Просидев в темноте много часов, я уже могла смутно различить в ней окружающие меня предметы, и сейчас увидела, как вампир бесшумно встал с кровати и протянул мне руку.
«Вот и все» – спокойно подумала я.
Я приняла руку вампира, и мы медленно пошли к двери: Грейсон вел меня, молчаливо направляя. Когда дверь в коридор открылась, меня ослепил яркий свет ламп, и мы направились по длинному коридору в ту же гостиную, где были убиты Софи и Франсуа Дюпри.
Во мне не было страха и колебаний: мне было безразлично, что мне скажут родители Седрика, будут ли они меня оскорблять и как именно убьют. Я знала, что это будет всего лишь физическая смерть, а она не пугала меня.
Мы вошли в зал, и передо мной предстали могущественные бессмертные вампиры – родители того, кого я любила. Я видела их в первый и в последний раз.
Их красота невольно восхитила меня и, вспомнив слова Седрика о том, что им было больше пятисот лет, мне было трудно поверить в это: они были так молоды и прекрасны, что мой мозг отказывался принять истину.

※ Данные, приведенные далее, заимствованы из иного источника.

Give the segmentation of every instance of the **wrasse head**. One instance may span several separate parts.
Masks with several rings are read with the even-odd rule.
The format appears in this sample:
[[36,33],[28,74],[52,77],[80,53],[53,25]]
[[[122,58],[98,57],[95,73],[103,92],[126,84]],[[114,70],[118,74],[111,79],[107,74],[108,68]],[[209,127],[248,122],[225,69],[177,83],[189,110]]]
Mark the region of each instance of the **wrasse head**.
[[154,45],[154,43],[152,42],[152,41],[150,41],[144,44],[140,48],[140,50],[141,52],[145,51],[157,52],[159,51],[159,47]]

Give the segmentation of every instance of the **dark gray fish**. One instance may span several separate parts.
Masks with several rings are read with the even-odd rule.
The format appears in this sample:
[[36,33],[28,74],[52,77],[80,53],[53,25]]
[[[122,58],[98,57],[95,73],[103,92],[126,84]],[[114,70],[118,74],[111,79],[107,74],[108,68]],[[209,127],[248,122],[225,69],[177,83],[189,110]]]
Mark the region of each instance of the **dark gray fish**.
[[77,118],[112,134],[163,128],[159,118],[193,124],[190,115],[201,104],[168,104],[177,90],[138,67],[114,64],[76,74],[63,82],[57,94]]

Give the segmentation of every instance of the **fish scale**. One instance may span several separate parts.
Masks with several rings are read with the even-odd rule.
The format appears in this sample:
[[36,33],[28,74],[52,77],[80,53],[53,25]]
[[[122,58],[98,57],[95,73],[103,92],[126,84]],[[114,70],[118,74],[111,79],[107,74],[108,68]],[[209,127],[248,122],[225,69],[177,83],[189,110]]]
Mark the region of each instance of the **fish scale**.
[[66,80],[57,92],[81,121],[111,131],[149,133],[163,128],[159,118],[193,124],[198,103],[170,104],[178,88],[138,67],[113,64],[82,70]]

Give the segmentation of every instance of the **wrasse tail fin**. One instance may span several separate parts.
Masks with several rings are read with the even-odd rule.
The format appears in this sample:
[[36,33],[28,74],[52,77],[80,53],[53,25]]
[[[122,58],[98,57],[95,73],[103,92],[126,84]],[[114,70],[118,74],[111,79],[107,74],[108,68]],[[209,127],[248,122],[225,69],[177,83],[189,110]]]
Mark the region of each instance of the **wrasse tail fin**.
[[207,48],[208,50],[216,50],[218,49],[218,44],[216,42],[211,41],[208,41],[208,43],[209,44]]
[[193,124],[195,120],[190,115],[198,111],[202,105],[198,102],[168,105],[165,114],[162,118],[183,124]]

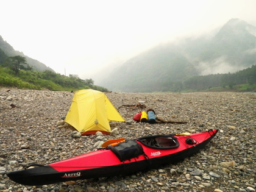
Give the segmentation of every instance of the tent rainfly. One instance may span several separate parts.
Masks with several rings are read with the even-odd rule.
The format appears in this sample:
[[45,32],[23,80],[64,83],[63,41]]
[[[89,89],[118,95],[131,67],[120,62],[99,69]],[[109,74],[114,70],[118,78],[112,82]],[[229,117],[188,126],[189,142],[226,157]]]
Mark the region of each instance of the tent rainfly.
[[104,93],[91,89],[74,93],[65,122],[82,135],[91,135],[110,134],[110,121],[125,121]]

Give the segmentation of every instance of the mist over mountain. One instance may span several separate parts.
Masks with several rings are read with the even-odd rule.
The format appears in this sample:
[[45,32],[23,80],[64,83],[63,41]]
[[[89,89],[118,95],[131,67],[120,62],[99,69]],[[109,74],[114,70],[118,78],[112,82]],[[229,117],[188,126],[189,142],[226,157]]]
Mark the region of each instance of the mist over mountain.
[[20,55],[24,57],[27,60],[27,64],[33,67],[33,69],[38,71],[44,71],[49,70],[54,72],[51,68],[47,66],[43,63],[32,59],[27,55],[25,55],[22,52],[16,51],[10,46],[7,42],[4,41],[2,37],[0,35],[0,62],[4,58],[7,57],[13,57],[15,55]]
[[213,37],[158,45],[115,68],[98,84],[113,91],[168,91],[193,76],[235,73],[256,63],[256,27],[231,19]]

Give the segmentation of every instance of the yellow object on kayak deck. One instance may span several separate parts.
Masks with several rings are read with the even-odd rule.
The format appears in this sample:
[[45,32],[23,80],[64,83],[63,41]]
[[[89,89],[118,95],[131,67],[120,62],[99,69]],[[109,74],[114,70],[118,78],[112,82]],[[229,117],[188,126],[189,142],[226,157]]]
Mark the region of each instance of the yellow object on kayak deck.
[[105,141],[102,145],[102,148],[107,148],[109,145],[116,145],[121,142],[124,142],[126,141],[126,139],[124,138],[121,138],[118,139],[115,139],[115,140],[107,140],[107,141]]

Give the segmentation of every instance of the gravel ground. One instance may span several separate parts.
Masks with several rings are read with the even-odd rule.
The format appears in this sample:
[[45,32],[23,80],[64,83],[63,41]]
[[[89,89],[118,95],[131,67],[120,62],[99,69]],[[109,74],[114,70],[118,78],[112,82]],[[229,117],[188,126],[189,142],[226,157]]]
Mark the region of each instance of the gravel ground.
[[[5,173],[28,164],[48,164],[91,151],[98,139],[96,135],[74,138],[76,130],[61,125],[73,93],[0,88],[0,191],[255,191],[255,93],[106,94],[126,123],[111,122],[112,129],[117,128],[119,135],[104,135],[103,141],[210,129],[219,129],[218,137],[193,156],[157,169],[98,180],[24,186],[10,180]],[[138,101],[144,101],[143,110],[154,109],[158,118],[187,123],[135,123],[132,118],[141,110],[132,105]]]

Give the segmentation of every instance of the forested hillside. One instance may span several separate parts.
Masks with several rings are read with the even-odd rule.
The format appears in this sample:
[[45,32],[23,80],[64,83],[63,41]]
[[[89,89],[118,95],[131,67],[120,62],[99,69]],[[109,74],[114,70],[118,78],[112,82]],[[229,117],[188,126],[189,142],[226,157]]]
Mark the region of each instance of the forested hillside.
[[7,42],[4,41],[2,37],[0,35],[0,63],[1,62],[3,62],[6,57],[15,55],[24,57],[27,63],[33,68],[34,70],[38,71],[44,71],[46,70],[54,71],[52,69],[41,62],[25,55],[22,52],[15,50]]

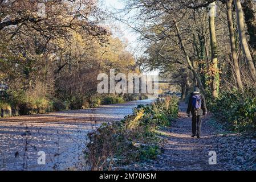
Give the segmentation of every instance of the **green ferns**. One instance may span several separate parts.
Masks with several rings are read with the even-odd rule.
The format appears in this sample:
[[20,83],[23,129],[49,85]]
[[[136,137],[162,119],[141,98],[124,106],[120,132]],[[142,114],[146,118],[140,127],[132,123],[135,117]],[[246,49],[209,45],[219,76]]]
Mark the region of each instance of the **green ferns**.
[[234,92],[213,101],[211,110],[224,124],[238,132],[256,130],[256,97]]

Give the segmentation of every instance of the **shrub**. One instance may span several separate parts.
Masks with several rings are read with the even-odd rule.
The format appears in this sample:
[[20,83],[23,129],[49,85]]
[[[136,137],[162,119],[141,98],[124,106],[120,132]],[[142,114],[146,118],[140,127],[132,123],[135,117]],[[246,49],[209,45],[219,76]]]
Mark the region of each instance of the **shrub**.
[[101,104],[101,100],[97,96],[92,97],[89,101],[91,107],[97,107]]
[[177,115],[177,98],[172,97],[139,105],[121,121],[104,123],[90,133],[86,156],[91,169],[110,170],[115,166],[155,158],[162,142],[156,130],[169,126],[170,119]]
[[65,104],[62,101],[55,100],[53,102],[52,105],[55,111],[59,111],[66,109]]
[[212,101],[211,111],[228,129],[238,132],[256,130],[256,97],[233,92]]
[[116,96],[107,96],[103,98],[102,104],[119,104],[123,103],[124,102],[123,97],[116,97]]

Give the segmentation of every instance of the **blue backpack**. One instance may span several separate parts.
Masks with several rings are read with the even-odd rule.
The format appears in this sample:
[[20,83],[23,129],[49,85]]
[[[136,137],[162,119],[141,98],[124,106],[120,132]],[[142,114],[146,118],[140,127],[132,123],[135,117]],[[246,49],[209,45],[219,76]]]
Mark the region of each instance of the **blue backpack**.
[[195,110],[201,109],[201,95],[194,95],[192,96],[192,107]]

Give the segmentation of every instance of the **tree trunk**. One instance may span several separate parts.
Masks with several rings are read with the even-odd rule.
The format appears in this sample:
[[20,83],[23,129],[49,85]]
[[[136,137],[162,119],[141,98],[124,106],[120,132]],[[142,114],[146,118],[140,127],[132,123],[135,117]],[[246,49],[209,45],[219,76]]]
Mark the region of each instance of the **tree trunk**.
[[234,65],[234,69],[235,75],[235,79],[237,81],[237,85],[239,90],[243,90],[243,84],[241,78],[240,70],[239,68],[238,59],[237,58],[237,53],[235,48],[235,32],[234,29],[234,25],[233,23],[232,16],[232,3],[233,0],[227,0],[227,23],[229,30],[229,37],[230,39],[230,47],[231,52],[232,55],[233,63]]
[[180,33],[180,29],[178,28],[178,24],[177,24],[177,22],[175,20],[173,20],[173,23],[174,23],[175,27],[176,28],[178,39],[180,40],[180,44],[181,44],[181,48],[182,49],[182,51],[184,52],[184,55],[186,56],[186,60],[188,63],[188,66],[189,66],[189,68],[191,69],[191,71],[192,71],[194,76],[196,77],[196,78],[198,82],[199,87],[203,91],[203,92],[205,92],[204,86],[202,84],[202,82],[201,81],[200,77],[199,77],[199,76],[197,74],[196,70],[194,69],[194,67],[193,66],[193,64],[192,64],[192,62],[190,61],[189,56],[188,54],[188,52],[186,51],[186,47],[185,47],[185,44],[184,44],[184,43],[183,42],[183,39],[181,37],[181,34]]
[[245,35],[245,23],[243,20],[243,11],[240,0],[234,0],[235,10],[237,16],[237,26],[240,38],[241,46],[248,63],[250,72],[253,81],[256,83],[256,70],[253,63],[253,57],[250,52],[248,43]]
[[214,70],[212,76],[212,94],[214,98],[217,98],[220,90],[220,72],[218,68],[218,53],[216,35],[215,31],[216,3],[212,2],[209,5],[209,24],[210,28],[210,39],[212,49],[212,64]]
[[256,2],[255,0],[246,0],[243,7],[245,23],[250,35],[249,44],[254,55],[256,55]]

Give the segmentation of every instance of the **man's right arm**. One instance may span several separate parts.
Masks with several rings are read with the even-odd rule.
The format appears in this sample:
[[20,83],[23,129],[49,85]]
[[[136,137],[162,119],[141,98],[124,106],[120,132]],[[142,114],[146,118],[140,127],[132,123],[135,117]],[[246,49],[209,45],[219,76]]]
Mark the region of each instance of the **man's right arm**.
[[188,114],[189,114],[190,113],[192,107],[192,101],[191,100],[191,97],[190,97],[189,103],[188,105],[188,109],[186,109],[186,113]]

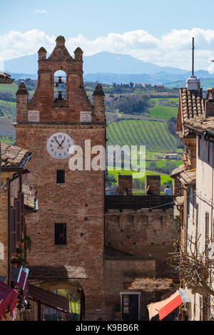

Я не знала, как зовут этих вампиров, и впервые видела вампира-женщину: она была так прекрасна, что на миг мне стало стыдно за то, что я отобрала у этой красавицы ее сына. Ее прекрасное белое лицо и яркие карие глаза поразили меня, и я не спускала с нее взгляда, завороженная этой неземной красотой.
Отец Седрика напомнил мне грозную скалу. Он был похож на своего сына. Или, наоборот, Седрик был похож на него, и мне показалось, что я вижу перед собой моего возлюбленного, но холодного и чужого. В его голубых, как небо, глазах стоял такой холод, что я сжалась под его ледяным строгим взглядом. Я стояла перед ними, как лань перед двумя охотниками, но страх и удивление вскоре прошли, оставив трезвое сознание, которое тут же напомнило мне о том, что именно в этой комнате лишились жизни супруги Дюпри. Я машинально перевела взгляд на место, где вчера лежали мертвые, окровавленные французы, и с удивлением увидела, что от страшного убийства не осталось и следа: ковер был чист, а стены и мраморный пол блестели от света большой люстры.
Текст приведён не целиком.